Поужинав, Егор и Ольга отправились в свою комнату. Но едва они устроились у телевизора, как к ним вошел Родион.
— Вы что творите? — прозвучал вопрос от зятя. — Вы сами-то понимаете? Ладно, Ольга Евгеньевна. Я уже ничему, что она говорит и делает, не удивляюсь. Но вы, Егор Сергеевич...
— А что такое, Родя? — уточнил тесть.
— Да ничего. Мало того, что вы моей жене гадостей наговорили, и у нее чуть выкидыш не случился, так еще и на меня в полицию заявили. Вы вообще в своем уме?! — строго спросил Родион.
— А ты как разговариваешь, а? — Ольга нахально уставилась на зятя.
— Все, дорогие, я в этой квартире больше ни на минуту не останусь, — поняв, что разговаривать с родителями жены совершенно бесполезно, сказал молодой человек. Он сразу развернулся и пошел прочь.
— Родя, подожди! — крикнул ему Егор. И тот остановился.
— Знаете, Егор Сергеевич, мы со Светой хотели пожить в своей квартире, но вместо этого будем снимать. Лишь бы быть подальше от таких родственничков как вы.
— Иди, иди, — равнодушно ответила ему Ольга, — только ничего чужого не прихвати.

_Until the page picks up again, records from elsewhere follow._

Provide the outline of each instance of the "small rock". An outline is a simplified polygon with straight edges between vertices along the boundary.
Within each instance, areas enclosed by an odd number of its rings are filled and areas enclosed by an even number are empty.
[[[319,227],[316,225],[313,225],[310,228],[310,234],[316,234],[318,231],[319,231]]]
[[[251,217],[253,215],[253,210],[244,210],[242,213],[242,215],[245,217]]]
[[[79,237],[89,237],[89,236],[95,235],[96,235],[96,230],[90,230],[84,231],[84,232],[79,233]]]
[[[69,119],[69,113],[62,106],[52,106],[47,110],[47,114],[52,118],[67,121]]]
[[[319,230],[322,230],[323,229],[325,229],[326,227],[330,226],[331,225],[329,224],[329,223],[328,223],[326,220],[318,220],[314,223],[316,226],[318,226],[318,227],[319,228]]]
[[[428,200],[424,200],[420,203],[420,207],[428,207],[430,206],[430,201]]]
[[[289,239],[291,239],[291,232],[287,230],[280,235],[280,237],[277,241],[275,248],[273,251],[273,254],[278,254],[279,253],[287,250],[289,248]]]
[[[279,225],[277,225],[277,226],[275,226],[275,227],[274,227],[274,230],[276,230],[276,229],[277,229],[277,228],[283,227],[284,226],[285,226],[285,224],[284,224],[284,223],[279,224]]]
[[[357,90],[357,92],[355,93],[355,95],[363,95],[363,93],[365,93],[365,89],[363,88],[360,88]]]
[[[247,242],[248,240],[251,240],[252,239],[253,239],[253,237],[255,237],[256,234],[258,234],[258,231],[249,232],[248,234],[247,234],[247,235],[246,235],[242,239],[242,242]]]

— Мать, ты чего? — обратился к ней Егор.
Что бы сейчас не говорила Ольга, ему было стыдно перед зятем. А ведь Родиона можно было понять. Во-первых, ничего еще не было доказано касательно кражи крупной суммы денег, во-вторых, молодой человек вполне достойно терпел тёщу почти полтора года: вел себя терпимо и спокойно. А тут парень сорвался, да и сам Егор, по большому счету, пошел на поводу у Ольги — позвонил зачем-то следователю и рассказал про несовершенную сделку Родиона. Сейчас тесть об этом жалел, считал, что сделал звонок непоследовательно делам, расследованию. Хотелось вернуть зятя, но пока это не представлялось возможным.
***
В эту ночь Егор почти не спал, переживая уход Родиона, а на следующий день его вызвал к себе Игорь Васильевич. У него появилась новая информация.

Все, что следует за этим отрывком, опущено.